If The Saint and Mary Kate is the work of a young man groping for a suitable theme, it is also the work of an Irishman writing to locate a cohesive Irish consciousness. On one hand, then, the novel is a private quest and an act of love. As such it reveals something of the character of the man who wrote it. On the other hand, this novel is a public portrait and an act of defiance. To understand it is to catch a glimpse of the nature of his circumstances. For O'Connor to do battle with the provincial narrowness of Cork was to encounter his own provincialism…. (p. 103)

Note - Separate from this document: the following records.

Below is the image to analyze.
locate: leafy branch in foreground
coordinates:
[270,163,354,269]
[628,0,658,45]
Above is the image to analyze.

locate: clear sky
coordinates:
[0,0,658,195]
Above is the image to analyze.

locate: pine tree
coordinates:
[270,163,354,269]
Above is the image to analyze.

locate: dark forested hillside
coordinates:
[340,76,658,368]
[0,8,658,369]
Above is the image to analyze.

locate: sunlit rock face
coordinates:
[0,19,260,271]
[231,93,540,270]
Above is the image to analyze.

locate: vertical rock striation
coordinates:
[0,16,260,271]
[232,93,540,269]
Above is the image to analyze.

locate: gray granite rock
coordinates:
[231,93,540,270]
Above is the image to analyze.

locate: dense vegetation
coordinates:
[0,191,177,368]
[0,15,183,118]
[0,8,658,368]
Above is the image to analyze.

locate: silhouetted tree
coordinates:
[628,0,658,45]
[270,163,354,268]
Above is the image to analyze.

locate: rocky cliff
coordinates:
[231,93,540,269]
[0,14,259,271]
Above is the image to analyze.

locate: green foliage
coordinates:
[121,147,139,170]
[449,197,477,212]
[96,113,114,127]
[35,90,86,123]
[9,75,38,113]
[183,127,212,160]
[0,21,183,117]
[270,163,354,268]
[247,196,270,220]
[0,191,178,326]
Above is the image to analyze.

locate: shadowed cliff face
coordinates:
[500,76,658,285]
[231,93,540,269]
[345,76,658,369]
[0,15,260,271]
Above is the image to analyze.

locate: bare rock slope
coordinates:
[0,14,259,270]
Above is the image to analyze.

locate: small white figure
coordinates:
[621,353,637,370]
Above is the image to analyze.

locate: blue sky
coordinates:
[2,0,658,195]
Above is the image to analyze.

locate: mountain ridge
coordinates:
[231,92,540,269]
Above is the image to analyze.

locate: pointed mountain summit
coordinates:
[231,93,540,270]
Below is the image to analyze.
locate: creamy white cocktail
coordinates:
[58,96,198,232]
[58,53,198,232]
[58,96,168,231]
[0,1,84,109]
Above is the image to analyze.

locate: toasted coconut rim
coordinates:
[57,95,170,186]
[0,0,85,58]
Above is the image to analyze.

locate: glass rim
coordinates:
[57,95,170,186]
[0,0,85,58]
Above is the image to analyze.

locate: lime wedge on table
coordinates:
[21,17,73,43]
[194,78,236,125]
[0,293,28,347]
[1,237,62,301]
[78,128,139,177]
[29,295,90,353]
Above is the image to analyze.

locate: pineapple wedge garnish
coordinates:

As compelling and sensitive as it is in parts, The Saint and Mary Kate is not a successful novel. For one thing O'Connor took an abstraction too seriously and let it dictate his plot. For a novelist, even one given to thematic concerns, such an approach often signals a weakness; for a storyteller like O'Connor it is disastrous. The particular abstraction here is the opposition between two conflicting ways of life, represented by Mary Kate and Phil. (p. 108)
The dislocation of these two youngsters in time and space stems from the tragic gap between dreams and realities, between emotions and thoughts. A profound theme, to be sure, and one that O'Connor would elucidate in more subtle ways in later stories, but profound or not, a theme imposed on situation and character calls attention to itself instead of emerging naturally from the whole….
O'Connor's inclinations as a storyteller get in the way of his novel. He is too easily diverted from his deterministic "tragedy of innocence." By his own critical standards, a novel requires a society, not just a vague backdrop. O'Connor appears so intrigued by the people that he barely elaborates on the world in which they live, the world that supposedly crushes their dreams. Still, the setting of the novel is drawn with such swift sympathy that it strikes the reader as absolutely genuine, a tribute Sean O'Faolain believed, "the only real tribute" Cork's poor ever received. It is precisely his sympathy that diverts O'Connor's attention. When he sketches a tenement feud, or the face of one of Cork's "characters," or the tone of an overheard conversation, he appears diverted by the potential story; a passing glance should be part of a carefully sustained progress rather than a frozen moment.
All in all, then, the part dominates the whole in The Saint and Mary Kate, and the part that dominates most exquisitely is character. The strength of this novel is its characters. (p. 109)
Inevitably … The Saint and Mary Kate stands not on its own merit as a novel but on what it reveals about the personal and artistic concerns of Frank O'Connor at the beginning of his career. He was a lyric poet who felt ill at ease behind the mannered mask of verse. He was a storyteller interested more in the flash points of human existence than in the sweeping artifice. And he was a lonely young writer trying to find himself. (p. 111)
James H. Matthews, "Women, War and Words: Frank O'Connor's First Confessions," in Irish Renaissance Annual I, edited by Zack Bowen (© 1980 by Associated University Presses, Inc.), University of Delaware Press, 1980, pp. 73-112.